For most transfers between your computer and OpenShift, use oc rsync. For large datasets or transfers that must continue after your computer disconnects, use NERC object storage, rclone, or another managed data-transfer service.

Prerequisites

Before proceeding, confirm that you have:

  1. Set up the OpenShift CLI (oc) tools locally and configure the OpenShift CLI to enable oc commands. Refer to this user guide.

  2. From a terminal on your laptop/desktop, log in to the NERC OpenShift cluster and switch to your project namespace:

    oc login --token=<your_token> --server=https://api.shift.nerc.mghpcc.org:6443  
    

    For example:

    oc login --token=<your_token> --server=https://api.shift.nerc.mghpcc.org:6443
    Logged into "https://api.shift.nerc.mghpcc.org:6443" as "<your_account>" using
    the token provided.  
    
  3. Select your project.

    Information

    Some users may have access to multiple projects. Run the following command to switch to a specific project space: oc project <your-project-namespace>.

  4. Confirm you have selected the correct project by running oc project, as shown below:

    oc project
    Using project "<your-project-namespace>" on server "https://api.shift.nerc.mghpcc.org:6443".
    
  5. Identify the pod, container, PVC, source directory, and destination directory.

    oc get pods
    

    To list the containers in a pod:

    oc get pod <pod-name> \
    -o jsonpath='{.spec.containers[*].name}{"\n"}'
    

    To see the volumes and mount locations used by a pod:

    oc describe pod <pod-name>
    

Use Persistent Storage

A container filesystem is not persistent. Unless a file is needed only temporarily, transfer data into a directory backed by a PVC as described here.

For example, an application might mount its PVC at:

/data

Confirm the correct mount path before transferring files:

oc exec <pod-name> -- df -h

You can also examine the pod configuration:

oc get pod <pod-name> -o yaml

OpenShift mounts storage requested through a PVC into one or more containers in a pod. The PVC remains available independently of a particular pod, subject to its storage class and access-mode configuration.

Using oc rsync

Rsync is a fast, versatile, remote (and local) file-copying tool. It is famous for its delta-transfer algorithm, which reduces the amount of data sent over the network by sending only the differences between the source files and the existing files in the destination. This can often lead to efficiencies in repeat-transfer scenarios, as rsync only copies files that are different between the source and target locations (and can even transfer partial files when only part of a file has changed). This can be very useful in reducing the number of copies you may perform when synchronizing two datasets.

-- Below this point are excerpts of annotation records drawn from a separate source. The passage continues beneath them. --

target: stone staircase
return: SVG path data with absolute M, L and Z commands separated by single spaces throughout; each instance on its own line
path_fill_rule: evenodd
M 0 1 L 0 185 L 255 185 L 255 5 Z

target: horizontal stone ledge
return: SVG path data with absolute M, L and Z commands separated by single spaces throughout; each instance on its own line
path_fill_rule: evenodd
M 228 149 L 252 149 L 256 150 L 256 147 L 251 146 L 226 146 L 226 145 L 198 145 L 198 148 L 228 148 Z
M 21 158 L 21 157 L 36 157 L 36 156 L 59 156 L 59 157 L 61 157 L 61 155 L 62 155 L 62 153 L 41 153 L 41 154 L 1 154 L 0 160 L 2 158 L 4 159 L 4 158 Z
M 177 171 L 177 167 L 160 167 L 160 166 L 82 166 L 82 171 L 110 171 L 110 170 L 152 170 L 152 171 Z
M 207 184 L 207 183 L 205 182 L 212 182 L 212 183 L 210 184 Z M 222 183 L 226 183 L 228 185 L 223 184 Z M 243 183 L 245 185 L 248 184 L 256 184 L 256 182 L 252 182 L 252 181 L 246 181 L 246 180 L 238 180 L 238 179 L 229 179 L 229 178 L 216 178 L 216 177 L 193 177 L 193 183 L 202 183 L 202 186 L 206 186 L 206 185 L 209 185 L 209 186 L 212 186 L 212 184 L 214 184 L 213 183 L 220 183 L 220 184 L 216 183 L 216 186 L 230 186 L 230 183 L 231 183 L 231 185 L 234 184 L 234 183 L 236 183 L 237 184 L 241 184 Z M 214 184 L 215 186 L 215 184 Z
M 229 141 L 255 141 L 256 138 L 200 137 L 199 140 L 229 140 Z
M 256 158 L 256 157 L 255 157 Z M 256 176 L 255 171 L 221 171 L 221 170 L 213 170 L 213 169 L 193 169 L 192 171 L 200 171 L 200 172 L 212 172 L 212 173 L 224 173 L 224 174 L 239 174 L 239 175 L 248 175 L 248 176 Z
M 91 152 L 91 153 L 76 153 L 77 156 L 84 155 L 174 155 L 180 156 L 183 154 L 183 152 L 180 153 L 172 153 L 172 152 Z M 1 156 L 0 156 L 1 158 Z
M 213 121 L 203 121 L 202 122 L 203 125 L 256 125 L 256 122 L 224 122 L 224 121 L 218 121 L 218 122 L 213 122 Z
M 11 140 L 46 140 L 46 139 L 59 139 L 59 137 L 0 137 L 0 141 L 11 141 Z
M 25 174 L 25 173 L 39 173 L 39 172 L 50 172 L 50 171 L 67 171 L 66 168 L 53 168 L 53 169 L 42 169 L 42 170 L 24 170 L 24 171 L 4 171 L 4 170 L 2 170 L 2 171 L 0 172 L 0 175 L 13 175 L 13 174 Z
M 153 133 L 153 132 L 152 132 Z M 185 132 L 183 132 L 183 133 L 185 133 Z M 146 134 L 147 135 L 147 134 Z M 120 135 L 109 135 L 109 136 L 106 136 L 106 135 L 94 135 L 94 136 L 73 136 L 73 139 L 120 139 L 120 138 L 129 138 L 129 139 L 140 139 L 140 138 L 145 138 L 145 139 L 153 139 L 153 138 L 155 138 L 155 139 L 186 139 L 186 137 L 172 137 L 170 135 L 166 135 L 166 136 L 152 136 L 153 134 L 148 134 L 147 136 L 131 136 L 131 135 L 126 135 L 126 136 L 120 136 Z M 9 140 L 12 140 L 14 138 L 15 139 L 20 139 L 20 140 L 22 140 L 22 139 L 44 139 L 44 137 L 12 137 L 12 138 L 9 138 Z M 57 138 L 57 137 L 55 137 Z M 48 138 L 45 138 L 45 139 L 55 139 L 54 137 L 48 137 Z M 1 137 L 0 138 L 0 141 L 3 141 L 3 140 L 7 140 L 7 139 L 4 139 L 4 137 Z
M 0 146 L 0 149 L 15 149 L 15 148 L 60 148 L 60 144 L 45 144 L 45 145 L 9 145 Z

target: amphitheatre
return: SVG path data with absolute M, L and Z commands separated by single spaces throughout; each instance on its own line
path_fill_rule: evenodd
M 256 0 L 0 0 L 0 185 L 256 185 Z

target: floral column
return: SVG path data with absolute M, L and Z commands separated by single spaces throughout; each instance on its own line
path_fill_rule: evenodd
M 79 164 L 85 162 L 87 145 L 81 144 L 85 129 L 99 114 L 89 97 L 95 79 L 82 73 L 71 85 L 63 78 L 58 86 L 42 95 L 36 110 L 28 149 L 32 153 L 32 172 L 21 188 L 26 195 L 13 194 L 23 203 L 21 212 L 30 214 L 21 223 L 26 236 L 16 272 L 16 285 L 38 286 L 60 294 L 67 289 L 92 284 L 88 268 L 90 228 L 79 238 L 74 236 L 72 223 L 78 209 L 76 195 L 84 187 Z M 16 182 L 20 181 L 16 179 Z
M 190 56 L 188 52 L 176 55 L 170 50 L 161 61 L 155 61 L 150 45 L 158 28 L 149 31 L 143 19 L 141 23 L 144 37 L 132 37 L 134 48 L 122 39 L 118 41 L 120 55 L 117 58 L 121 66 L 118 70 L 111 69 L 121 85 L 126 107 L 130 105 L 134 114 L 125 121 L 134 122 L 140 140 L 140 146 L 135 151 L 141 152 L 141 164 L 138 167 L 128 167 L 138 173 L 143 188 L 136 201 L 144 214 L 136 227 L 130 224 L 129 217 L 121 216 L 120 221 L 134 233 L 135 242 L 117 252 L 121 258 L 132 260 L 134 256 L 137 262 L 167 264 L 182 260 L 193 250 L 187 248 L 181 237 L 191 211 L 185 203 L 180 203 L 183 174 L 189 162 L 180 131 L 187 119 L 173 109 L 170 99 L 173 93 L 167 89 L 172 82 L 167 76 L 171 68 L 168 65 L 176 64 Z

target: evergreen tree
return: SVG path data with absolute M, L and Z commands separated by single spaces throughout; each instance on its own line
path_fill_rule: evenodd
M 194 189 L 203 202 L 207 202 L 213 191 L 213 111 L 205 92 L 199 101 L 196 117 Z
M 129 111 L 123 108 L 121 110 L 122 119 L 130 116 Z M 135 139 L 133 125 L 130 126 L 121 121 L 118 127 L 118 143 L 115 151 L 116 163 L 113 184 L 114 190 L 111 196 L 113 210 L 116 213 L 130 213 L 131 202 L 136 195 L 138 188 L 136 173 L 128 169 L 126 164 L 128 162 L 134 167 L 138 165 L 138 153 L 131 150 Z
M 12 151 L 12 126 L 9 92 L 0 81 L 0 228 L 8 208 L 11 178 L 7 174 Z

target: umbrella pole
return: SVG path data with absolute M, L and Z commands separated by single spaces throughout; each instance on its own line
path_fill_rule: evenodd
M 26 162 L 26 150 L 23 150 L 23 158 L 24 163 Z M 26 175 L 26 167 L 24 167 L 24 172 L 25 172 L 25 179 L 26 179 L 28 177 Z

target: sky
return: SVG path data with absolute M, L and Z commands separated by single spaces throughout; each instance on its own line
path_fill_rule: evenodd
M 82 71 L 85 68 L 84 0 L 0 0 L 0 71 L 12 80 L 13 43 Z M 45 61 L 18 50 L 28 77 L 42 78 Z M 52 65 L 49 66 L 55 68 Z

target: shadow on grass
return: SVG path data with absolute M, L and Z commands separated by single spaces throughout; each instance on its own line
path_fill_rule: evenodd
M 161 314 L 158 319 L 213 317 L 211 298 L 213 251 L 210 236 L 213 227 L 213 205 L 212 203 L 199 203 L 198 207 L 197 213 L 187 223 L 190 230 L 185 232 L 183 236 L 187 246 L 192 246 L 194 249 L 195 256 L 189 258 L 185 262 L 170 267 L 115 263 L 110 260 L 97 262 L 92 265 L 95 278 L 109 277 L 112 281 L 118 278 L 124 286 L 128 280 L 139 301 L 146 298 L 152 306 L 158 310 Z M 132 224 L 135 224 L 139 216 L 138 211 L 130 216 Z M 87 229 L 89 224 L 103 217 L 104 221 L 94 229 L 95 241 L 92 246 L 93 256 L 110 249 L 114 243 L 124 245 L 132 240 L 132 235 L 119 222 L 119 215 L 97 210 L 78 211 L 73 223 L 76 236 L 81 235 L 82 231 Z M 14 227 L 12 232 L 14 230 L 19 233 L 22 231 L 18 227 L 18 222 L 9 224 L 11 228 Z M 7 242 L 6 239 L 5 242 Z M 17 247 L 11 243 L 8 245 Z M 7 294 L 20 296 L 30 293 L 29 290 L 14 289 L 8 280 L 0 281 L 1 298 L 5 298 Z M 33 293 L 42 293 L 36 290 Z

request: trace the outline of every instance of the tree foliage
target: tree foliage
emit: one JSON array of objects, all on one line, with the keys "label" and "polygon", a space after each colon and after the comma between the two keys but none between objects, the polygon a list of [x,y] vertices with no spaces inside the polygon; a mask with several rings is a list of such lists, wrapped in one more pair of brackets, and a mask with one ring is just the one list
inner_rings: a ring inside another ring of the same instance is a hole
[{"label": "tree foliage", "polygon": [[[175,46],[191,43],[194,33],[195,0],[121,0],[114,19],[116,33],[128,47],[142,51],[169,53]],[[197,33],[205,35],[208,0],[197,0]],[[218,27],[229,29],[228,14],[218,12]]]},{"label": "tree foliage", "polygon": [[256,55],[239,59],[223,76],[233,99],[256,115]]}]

oc rsync is the recommended method for transferring directories between your computer and a running OpenShift pod and vice-versa.

The basic syntax is:

oc rsync <source> <destination>

A pod path is written as:

<pod-name>:<directory>

oc rsync transfers directories rather than individual files.

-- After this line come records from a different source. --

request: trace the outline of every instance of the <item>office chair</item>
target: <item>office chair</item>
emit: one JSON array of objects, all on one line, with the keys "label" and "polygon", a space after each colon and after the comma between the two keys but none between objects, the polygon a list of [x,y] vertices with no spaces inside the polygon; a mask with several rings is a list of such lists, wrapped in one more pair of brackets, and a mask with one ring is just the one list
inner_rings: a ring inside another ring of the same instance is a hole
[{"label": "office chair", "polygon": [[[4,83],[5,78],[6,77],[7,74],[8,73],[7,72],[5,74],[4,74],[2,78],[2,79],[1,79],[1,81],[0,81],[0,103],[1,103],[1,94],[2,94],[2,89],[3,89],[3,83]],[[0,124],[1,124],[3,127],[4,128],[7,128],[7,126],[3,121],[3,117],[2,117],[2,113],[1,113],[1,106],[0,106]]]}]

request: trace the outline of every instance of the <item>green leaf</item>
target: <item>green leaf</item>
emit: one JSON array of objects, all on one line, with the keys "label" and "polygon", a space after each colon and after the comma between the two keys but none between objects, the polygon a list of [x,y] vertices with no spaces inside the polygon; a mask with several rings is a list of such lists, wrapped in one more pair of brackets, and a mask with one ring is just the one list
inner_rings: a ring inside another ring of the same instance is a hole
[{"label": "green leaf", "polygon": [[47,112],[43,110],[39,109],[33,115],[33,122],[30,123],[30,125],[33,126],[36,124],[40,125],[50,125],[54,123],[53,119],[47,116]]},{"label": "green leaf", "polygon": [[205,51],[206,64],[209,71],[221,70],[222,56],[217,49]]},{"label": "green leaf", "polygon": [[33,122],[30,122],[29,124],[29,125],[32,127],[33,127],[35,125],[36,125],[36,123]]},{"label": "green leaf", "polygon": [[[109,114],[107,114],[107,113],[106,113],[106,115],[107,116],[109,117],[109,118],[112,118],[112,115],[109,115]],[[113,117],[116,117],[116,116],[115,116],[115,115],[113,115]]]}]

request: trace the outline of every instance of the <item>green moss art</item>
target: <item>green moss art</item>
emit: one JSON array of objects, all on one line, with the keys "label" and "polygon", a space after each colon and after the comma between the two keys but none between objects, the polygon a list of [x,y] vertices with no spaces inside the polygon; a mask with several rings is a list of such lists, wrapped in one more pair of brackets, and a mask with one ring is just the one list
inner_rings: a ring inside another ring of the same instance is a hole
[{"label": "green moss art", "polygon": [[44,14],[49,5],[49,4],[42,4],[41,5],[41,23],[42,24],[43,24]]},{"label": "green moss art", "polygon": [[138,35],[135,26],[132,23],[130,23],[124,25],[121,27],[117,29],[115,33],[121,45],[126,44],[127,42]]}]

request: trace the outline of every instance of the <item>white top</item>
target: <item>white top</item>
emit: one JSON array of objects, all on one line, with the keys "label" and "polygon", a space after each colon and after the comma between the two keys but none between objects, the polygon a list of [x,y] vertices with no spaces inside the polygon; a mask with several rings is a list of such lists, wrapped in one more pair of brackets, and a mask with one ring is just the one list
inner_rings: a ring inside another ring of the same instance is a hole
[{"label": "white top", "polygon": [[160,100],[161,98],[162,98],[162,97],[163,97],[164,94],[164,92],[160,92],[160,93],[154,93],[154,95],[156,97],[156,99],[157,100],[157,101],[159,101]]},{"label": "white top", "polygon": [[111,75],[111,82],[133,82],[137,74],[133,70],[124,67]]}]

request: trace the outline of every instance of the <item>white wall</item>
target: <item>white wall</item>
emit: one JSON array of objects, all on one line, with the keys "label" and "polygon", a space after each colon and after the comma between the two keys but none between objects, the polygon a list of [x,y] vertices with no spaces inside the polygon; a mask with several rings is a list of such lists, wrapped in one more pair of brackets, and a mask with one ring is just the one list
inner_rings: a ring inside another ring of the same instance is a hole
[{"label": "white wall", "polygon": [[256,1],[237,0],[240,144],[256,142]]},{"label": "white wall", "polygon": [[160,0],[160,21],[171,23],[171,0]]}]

When native rsync is unavailable in the container, the command may fall back to a tar-based copy, provided that tar is available. The fallback does not provide all normal rsync behavior, such as transferring only changed files.

Copy a Local Directory to OpenShift

oc rsync ./local-data/ <pod-name>:/data/

For example:

oc rsync ./research-data/ analysis-workbench-0:/data/research-data/

The trailing slash on ./research-data/ means to copy the directory's contents.

Without the trailing slash:

oc rsync ./research-data analysis-workbench-0:/data/

the research-data directory itself is copied into /data.

Copy Data from OpenShift to Your Computer

oc rsync <pod-name>:/data/results/ ./results/

For example:

oc rsync analysis-workbench-0:/data/results/ ./results/

Select a Container

A pod can contain more than one container. Specify the container using -c:

oc rsync ./local-data/ <pod-name>:/data/ \
  -c <container-name>

For example:

oc rsync ./local-data/ analysis-workbench-0:/data/ \
  -c workbench

Select a Different Project

Use -n when the pod is in a project other than your currently selected project:

oc rsync ./local-data/ <pod-name>:/data/ \
  -n <your-project-namespace>

Synchronize Changes

When both the local computer and container have rsync installed, subsequent runs generally transfer only changed data:

oc rsync ./local-data/ <pod-name>:/data/

To remove files from the destination that no longer exist in the source:

oc rsync ./local-data/ <pod-name>:/data/ --delete

Be careful with this option!

Use --delete carefully. Files in the destination directory that are not present in the source directory can be permanently deleted.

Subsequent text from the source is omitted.